Acconsentì sorridendogli orgoglioso prima di tornare al suo portatile.

…E così vi siete divertiti assieme oggi?”

“Uh uh…

Mason annuì con aria distratta, lo sguardo improvvisamente catturato da uno dei tanti oggetti curiosi che popolavano la scrivania del padre.

 “Perché non vai a dire alla mamma che oggi a cena c’è anche Oliver? Io finisco di lavorare e poi vi raggiungo.

Propose in tono di voce pacato l’uomo affrettandosi ad allontanare il fermacarte dalla scrivania, notando che il figlioletto già l’aveva adocchiato con aria affascinata.

“’kay!”

Dichiarò Mason con aria di vivace affrettandosi a raggiungere la porta dello studio. Si fermò un momento prima di uscire, voltandosi un’ultima volta in direzione del padre.

“Ciao p-papà!”

Lo salutò rivolgendogli un sorriso timido prima di sparire nel corridoio.

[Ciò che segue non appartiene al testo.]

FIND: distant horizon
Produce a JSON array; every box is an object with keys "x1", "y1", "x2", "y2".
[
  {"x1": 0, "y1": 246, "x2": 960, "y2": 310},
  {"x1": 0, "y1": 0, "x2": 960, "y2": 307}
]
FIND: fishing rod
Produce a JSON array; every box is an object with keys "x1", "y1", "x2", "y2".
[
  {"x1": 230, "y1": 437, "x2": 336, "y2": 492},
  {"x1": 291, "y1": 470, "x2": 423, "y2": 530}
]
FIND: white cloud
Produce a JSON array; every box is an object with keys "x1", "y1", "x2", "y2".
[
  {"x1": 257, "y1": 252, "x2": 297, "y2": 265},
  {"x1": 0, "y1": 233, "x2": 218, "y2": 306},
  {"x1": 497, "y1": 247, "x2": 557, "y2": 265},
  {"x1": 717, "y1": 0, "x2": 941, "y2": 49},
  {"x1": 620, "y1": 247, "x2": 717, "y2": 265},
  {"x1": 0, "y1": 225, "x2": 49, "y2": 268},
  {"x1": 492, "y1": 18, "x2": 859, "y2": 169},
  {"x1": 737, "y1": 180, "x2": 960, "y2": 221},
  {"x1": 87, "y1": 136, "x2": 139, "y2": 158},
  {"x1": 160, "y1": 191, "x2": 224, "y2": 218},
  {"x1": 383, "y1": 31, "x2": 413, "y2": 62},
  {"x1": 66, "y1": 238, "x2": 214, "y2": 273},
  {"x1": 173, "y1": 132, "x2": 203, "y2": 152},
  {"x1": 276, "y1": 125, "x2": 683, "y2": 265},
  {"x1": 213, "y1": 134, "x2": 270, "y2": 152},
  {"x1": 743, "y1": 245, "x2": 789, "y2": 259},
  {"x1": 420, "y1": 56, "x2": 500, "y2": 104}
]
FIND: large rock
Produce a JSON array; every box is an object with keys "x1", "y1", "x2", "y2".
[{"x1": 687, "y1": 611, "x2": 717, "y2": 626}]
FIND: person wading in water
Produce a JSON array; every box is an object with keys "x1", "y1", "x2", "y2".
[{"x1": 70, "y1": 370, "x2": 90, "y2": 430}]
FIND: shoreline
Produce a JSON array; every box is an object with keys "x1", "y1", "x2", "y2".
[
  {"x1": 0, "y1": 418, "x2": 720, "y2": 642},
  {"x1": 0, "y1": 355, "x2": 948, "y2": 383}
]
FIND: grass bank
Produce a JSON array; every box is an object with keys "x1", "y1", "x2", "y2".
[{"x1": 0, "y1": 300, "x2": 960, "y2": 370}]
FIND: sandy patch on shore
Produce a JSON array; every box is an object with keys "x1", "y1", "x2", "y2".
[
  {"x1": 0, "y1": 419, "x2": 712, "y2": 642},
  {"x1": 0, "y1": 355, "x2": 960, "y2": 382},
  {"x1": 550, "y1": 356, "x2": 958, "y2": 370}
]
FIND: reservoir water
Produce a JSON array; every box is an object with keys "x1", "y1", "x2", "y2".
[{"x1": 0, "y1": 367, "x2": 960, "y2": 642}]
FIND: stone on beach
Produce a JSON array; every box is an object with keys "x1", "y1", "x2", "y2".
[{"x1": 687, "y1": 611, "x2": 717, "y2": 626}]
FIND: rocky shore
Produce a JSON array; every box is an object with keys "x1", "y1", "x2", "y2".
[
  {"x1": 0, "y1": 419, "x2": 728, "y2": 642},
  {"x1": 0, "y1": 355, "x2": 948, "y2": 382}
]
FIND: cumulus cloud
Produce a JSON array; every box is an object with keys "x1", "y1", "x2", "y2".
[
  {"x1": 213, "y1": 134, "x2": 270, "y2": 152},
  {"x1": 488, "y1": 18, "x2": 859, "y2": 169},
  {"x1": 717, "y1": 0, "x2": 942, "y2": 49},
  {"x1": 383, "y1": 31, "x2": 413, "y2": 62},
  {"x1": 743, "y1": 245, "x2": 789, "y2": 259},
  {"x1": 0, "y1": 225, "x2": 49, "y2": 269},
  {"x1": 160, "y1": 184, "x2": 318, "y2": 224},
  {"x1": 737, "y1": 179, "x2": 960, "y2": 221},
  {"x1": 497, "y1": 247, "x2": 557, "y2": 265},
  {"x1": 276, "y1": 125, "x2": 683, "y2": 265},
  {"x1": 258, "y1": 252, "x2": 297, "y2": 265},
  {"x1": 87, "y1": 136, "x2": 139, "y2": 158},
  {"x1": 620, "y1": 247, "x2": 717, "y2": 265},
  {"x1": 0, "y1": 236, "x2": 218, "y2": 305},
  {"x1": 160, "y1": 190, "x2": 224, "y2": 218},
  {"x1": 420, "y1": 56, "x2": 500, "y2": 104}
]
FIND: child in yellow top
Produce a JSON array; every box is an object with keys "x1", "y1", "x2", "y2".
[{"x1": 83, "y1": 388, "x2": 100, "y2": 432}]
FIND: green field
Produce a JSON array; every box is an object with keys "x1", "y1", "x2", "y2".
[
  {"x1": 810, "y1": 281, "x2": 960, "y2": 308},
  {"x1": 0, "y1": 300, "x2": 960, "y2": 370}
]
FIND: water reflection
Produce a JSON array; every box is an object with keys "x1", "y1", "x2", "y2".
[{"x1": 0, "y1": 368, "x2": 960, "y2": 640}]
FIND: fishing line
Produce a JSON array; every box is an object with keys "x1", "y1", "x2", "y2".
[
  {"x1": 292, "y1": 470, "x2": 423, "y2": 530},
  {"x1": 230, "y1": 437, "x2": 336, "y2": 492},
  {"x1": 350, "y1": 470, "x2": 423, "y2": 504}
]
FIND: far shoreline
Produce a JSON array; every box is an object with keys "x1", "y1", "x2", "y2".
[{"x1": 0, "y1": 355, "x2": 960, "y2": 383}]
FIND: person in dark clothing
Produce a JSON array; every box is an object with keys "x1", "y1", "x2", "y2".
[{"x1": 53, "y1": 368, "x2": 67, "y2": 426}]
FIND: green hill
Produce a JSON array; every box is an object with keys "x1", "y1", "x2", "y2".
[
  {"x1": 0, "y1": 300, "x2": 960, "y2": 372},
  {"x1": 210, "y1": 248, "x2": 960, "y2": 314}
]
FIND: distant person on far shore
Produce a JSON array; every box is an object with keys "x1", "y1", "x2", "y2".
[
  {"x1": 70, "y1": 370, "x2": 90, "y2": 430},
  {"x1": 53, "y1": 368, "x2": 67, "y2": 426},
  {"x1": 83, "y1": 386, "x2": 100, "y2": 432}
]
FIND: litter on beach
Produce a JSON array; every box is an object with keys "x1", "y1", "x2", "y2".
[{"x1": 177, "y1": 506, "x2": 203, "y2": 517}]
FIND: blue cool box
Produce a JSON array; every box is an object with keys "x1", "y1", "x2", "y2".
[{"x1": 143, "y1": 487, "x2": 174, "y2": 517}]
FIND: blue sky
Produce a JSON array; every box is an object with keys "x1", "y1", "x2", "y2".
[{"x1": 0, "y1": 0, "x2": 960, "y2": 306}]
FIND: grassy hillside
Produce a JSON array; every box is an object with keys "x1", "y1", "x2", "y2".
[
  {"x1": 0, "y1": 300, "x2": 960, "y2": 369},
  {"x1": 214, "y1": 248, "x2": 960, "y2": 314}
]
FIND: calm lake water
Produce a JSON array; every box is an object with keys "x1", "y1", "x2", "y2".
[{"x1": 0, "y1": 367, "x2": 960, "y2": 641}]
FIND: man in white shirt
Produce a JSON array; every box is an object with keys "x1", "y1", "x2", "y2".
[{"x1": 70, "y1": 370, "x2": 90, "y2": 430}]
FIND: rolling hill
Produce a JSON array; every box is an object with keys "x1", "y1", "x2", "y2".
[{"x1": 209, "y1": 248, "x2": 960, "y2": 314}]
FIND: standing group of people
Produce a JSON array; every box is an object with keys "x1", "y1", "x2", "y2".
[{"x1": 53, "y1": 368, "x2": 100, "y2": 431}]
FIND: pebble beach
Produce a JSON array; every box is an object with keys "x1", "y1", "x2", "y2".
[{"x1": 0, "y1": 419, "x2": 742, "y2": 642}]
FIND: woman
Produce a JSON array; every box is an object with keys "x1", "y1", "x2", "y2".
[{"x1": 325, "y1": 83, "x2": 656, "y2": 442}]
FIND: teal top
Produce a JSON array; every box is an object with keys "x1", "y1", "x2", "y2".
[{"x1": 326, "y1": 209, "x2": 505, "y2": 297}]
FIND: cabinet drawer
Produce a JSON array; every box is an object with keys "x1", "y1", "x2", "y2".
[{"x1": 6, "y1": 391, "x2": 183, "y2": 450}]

Nuovamente solo nel suo studio, Tyler rimase in silenzio per qualche minuto a contemplare i piccoli passi avanti che il figlio più piccolo aveva mosso nell’ultimo periodo per sconfiggere la timidezza.

Stranamente i pensieri dell’uomo si mossero in direzione del corvo che il loro giardino aveva ospitato quel pomeriggio: si ricordò che Mason era corso nel suo studio proprio per parlargli di quell’animale: l’uccello era riuscito a spiccare il volo,alla fine.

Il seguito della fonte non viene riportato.